# Gravely Identification



## ddauto

Hello, I purchased and old gravely walk behind that was listed as a 5665 pro. I have no idea what it really is and the only tag left is a serial number tag. It has a 12 hp kohler engine and brake steering. The serial # is 00578150. Wondering if anyone had any information how I can identify this tractor in order to attempt a restoration.


----------



## wjjones

Can you post a picture of it?


----------



## wjjones

Is this like yours? 

http://nashville.craigslist.org/grd/4667472956.html


----------



## ddauto

*Picture close*

The picture looks like the unit except there is a third handle that operates the brakes on the wheels.

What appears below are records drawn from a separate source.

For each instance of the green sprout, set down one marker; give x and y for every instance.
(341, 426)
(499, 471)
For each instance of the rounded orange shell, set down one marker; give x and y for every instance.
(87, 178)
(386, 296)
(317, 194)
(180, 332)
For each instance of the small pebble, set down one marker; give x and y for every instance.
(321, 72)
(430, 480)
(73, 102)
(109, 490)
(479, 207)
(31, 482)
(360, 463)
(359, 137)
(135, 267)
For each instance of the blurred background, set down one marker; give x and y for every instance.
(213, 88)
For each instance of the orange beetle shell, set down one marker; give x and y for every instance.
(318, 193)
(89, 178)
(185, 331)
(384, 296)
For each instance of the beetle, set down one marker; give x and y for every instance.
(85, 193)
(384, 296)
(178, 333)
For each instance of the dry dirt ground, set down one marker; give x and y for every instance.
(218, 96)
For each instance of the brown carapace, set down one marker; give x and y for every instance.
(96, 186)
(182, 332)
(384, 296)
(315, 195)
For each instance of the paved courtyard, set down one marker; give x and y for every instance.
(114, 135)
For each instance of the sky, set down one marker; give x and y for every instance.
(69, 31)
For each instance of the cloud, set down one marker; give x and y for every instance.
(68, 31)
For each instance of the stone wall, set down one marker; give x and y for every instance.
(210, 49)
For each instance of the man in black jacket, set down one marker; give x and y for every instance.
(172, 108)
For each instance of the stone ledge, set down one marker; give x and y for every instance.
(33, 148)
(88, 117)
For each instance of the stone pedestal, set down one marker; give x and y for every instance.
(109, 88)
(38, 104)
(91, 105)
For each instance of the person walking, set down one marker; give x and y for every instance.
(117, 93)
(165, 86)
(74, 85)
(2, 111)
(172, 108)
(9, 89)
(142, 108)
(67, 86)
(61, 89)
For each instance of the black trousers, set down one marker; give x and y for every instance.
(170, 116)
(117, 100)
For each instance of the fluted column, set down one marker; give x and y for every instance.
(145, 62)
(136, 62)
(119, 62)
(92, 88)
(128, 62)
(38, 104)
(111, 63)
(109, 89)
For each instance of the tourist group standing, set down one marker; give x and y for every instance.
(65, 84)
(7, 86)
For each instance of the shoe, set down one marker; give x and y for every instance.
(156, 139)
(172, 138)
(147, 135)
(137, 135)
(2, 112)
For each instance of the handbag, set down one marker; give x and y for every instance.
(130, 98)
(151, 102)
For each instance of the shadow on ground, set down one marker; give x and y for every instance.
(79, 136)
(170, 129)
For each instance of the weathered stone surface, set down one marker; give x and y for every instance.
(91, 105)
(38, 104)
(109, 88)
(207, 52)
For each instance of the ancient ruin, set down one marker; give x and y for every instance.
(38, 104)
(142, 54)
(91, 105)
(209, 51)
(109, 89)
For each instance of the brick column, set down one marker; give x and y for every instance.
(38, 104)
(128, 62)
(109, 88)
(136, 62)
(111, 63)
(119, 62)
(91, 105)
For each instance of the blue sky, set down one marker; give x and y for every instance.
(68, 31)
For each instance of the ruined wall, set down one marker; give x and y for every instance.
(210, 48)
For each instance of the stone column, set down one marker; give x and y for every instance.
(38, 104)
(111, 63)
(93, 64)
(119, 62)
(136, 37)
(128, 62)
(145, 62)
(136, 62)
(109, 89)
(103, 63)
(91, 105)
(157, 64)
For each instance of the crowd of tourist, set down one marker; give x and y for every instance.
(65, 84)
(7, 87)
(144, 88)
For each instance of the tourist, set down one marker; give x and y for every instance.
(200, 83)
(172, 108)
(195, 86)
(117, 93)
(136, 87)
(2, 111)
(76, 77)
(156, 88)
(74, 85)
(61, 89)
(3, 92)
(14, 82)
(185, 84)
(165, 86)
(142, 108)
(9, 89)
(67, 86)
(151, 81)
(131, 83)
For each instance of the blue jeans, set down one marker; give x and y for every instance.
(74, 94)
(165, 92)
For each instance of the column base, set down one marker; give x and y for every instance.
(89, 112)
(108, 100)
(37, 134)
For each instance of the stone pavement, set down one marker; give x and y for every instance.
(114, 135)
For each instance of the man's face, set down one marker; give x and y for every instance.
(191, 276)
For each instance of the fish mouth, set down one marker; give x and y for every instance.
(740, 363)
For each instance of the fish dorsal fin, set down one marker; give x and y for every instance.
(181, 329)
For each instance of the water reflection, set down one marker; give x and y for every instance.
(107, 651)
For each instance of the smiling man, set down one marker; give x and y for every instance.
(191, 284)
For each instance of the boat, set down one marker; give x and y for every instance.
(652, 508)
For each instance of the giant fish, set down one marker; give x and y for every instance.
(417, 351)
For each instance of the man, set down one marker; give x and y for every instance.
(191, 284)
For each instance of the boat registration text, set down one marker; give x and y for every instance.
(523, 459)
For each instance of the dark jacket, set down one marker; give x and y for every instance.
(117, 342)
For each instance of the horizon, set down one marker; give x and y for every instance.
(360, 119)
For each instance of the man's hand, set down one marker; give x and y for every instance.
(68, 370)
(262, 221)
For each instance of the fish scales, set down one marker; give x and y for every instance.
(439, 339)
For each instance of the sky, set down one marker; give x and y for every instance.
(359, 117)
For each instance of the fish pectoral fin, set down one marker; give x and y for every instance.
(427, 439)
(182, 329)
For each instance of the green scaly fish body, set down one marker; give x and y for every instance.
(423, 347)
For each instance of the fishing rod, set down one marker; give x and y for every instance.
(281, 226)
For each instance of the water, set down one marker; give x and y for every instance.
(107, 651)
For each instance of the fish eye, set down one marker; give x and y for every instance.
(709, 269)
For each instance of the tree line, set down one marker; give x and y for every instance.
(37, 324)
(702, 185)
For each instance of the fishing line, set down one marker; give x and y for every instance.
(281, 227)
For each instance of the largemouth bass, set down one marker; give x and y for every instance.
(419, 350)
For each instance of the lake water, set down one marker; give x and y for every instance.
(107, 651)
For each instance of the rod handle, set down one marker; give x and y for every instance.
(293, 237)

I was told it was a steering brake but other than that units look the same. Thanks for taking the time to help


----------



## Beaner2u

For service manuals check here,

http://gravelytractorclub.org/index.php/resources/manuals/95-walk-behind-tractors


Here is a guide to help you date your tractor. The numbers on the engine are not the tractor serial numbers. Your tractor number I believe is on top of the dash panel.


----------



## ddauto

Thanks for the information. The serial # I was using was from a plate on the upper dash panel. The model number plate was missing. It seems to be a 1985 model 5665 professional. Thanks for your help, now wish me luck on finding a car pusher attachment and getting this thing restored.
Dave


----------



## Beaner2u

Is this what you are looking for?

http://www.ebay.com/itm/Gravely-Pro...138?pt=LH_DefaultDomain_0&hash=item27eddd59a2

Roger,


----------



## ddauto

*Almost....*

I saw that one and got pretty excited but it does not look like it would fit with this "quick Hitch". The original gravely one was a kit including rear wheel and extension to get pusher up and away. Thanks so much for looking I really appreciate it. Ive been looking for months since I bought this thing. Funny at the auction I bought it at everybody knew someone who had a "pusher" but alas none found. I am debating whether to start repairing this 5665. I guess I should just make something.


----------



## Beaner2u

Dave,

Just so that you know, if all you wish to use your 5000 series tractor for is a car pusher, then you can unbolt your quick hitch and bolt on the car pusher.

The car pusher should have a small stud or bolt to hold the long pinion shaft in place.

You have to be careful when you remove the quick hitch, if you tip the tractor forward, the five quarts of oil in the chassis will start pouring out. Changing oil in the chassis is not a bad idea, some owners never changed that oil, five quarts of good 30w oil.

Roger,


----------